The core of Escherichia coli tRNACys is important for aminoacylation of the tRNA by cysteine-tRNA synthetase. This core differs from the common tRNA core by having a G15:G48, rather than a G15:C48 base-pair. Substitution of G15:G48 with G15:C48 decreases the catalytic efficiency of aminoacylation by two orders of magnitude. This indicates that the design of the core is not compatible with G15:C48. However, the core of E. coli tRNAGln, which contains G15:C48, is functional for cysteine-tRNA synthetase. Here, guided by the core of E. coli tRNAGln, we sought to test and identify alternative functional design of the tRNACys core that contains G15:C48. Although analysis of the crystal structure of tRNACys and tRNAGln implicated long-range tertiary base-pairs above and below G15:G48 as important for a functional core, we showed that this was not the case.
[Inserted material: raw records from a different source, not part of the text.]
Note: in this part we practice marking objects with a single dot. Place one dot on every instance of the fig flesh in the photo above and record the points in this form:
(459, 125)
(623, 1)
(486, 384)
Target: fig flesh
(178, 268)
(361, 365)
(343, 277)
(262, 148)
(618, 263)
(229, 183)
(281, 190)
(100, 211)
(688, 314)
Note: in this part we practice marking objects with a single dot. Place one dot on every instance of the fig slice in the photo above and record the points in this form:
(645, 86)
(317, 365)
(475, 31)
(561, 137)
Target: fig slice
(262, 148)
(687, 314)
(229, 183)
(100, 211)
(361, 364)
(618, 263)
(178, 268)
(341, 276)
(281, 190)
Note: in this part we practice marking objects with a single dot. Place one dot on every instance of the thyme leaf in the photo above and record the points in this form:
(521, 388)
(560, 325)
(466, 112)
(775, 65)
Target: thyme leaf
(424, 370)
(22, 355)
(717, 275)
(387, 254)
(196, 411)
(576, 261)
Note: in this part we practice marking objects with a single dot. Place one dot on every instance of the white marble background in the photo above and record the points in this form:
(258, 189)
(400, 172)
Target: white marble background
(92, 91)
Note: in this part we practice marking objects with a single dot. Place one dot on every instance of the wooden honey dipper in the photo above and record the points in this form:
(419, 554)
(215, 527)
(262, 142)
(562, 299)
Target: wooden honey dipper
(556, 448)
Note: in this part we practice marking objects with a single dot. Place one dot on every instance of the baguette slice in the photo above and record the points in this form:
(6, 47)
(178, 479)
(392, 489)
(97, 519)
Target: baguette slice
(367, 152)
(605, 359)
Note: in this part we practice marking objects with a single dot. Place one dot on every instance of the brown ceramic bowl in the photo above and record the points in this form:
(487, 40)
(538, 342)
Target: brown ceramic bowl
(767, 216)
The replacement of tertiary interactions involving 9, 21, and 59 in tRNACys with those in tRNAGln did not construct a functional core that contained G15:C48. In contrast, substitution of nucleotides in the variable loop adjacent to 48 of the 15:48 base-pair created functional cores. Modeling studies of a functional core suggests that the re-constructed core arose from enhanced stacking interactions that compensated for the disruption caused by the G15:C48 base-pair. The repacked tRNA core displayed features that were distinct from those of the wild-type and provided evidence that stacking interactions are alternative means than long-range tertiary base-pairs to a functional core for aminoacylation.